Sound Ports Festival, 8-9-10 Kasım’da İstanbul’un muhtelif yerlerinde sanatseverleri karşılayacak. Festival süresince müzik türlerinin iyi örnekleri dinlenebileceği gibi ‘Yaratıcı Buluşmalar’da farklı disiplinlerden sanatçılar da yeni üretimlere imza atacaklar

BURAK ABATAY

Türkiye’de müzik festivalciliği zaman içerisinde kabuk değiştirdi. Rock’n Coke gibi festivallerle başlayan sonrasında BarışaRock gibi bir festivalle devam eden festivalcilik bugün çok çeşitli konseptlerde, çeşitli mekân işbirlikleriyle yapılıyor. Ama müzik dinleyicisinin ortak fikri, dünyadaki ‘deneyim festivalciliği’ kalitesinin hala çok altında olmamız. Plastik tüketiminin olmadığı, doğaya çevreye dost, çağdaş sanatların bir arada olabildiği, müziğin görsellikle buluştuğu festivallerden bahsediyorum. Elbette ki olacaktır, olmasıyla beraber çok farklı disiplinlerin bir araya geldiğini göreceğiz, buna hiç şüphe yok. Ancak mevcut politik ve ekonomik koşullar bunun biraz önünde engel.

Ümidimizi yeşerten festivallerden bir tanesi de bu yıl dördüncüsü gerçekleştirilen ‘Sound Ports’ festivali. Bu yıl ‘Kozmik Birliktelik’ mottosuyla düzenlenen festival 8-9-10 Kasım’da İstanbul’un çeşitli mekânlarına dağılacak. Moda Sahnesi, Kadıköy Sahne, arkaoda ve dunia’da kurulacak festival sahnelerinde 25 sanatçı sahne alacak. Ayrıca 17 konuşmacı ile de ‘Yaratıcı Buluşmalar’ panellerinde müzik ve sanat konuşulacak.

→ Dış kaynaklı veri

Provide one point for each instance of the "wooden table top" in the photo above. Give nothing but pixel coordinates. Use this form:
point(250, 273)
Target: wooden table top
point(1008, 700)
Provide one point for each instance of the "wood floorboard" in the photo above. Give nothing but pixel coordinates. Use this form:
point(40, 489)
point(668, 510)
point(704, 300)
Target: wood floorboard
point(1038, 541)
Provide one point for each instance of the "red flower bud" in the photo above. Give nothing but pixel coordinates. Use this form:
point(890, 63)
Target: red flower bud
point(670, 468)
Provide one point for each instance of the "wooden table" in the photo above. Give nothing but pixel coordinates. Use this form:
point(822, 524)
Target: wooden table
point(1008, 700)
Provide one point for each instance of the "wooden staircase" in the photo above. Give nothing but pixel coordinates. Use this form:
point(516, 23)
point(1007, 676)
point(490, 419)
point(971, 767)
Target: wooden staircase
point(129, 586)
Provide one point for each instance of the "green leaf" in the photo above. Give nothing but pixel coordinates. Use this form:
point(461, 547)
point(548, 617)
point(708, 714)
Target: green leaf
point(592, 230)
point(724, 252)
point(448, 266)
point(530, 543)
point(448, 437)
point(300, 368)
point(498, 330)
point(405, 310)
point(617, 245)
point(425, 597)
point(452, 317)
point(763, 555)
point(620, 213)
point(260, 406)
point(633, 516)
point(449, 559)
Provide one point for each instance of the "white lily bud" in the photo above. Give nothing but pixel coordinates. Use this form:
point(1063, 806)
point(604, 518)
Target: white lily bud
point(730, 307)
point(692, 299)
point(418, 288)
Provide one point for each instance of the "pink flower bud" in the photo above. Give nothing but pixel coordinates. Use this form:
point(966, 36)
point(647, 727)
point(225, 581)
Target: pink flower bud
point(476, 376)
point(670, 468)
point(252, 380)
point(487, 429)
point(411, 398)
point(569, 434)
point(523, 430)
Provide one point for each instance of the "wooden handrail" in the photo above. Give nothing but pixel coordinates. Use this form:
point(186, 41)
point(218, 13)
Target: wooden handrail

Festival organizasyonunu üstlenen Gülbaba Müzik’in kurucularından Serhan Lokman ve Yaratıcı Buluşmalar’ın küratörü Yeşim Koçal ile Gülbaba Müzik’te bir araya geldik ve sohbete koyulduk. Sound Ports neden önemli ve onu diğer festivallerden ayıran şeylerden bahsettik.

Festivalcilik zor iş!

“Türkiye’de festival yapmak kolay bir şey mi?” diye sorduğumda Lokman, net bir şekilde kolay değil dedi. Çünkü dünyanın başka yerlerinde olduğu gibi bir devlet politikası üzerine oturmuyor hiçbir şey. Üzerine bir de ekonomik krizin ve toplumsal sıkışmışlıkların eklemlendiğinde sonucun baya zor olduğu görüşünde Lokman.
Onların bu işi nasıl yaptığını işe şöyle anlatıyor: “Dört senedir mümkün olan en minimal harcamayla, bütçe yönetimine çok dikkat ederek hareket ediyoruz. İddiamız da hedefimiz de biraz farklı. Baktığımız noktada dünyanın birçok yerinde festivaller bağımsızlaşırken ve çeşitlenirken, insanların kendi kimliklerine, pozitif dünya düzenine göz kırpan mikro ve bol renkli festivaller olurken, biz maalesef Türkiye’de bol renkli festival kavramını kaybettik. Biz de böyle bir festivale ihtiyaç duyduğumuz için bu fikirle beraber yola çıktık. Gezi Direnişi’nden bu zamana kendi kişisel hikâyelerimizi ortaya koymamız gereken bir durum vardı. Çok fazla insan başka memleketlere gitti; kimisi yöntemini değiştirdi; kimisi saflarını sıklaştırdı. Bizim de elimizden gelen böylesi bir festivali yapabilmekti. Ve bunu yapmaya çalışıyoruz.”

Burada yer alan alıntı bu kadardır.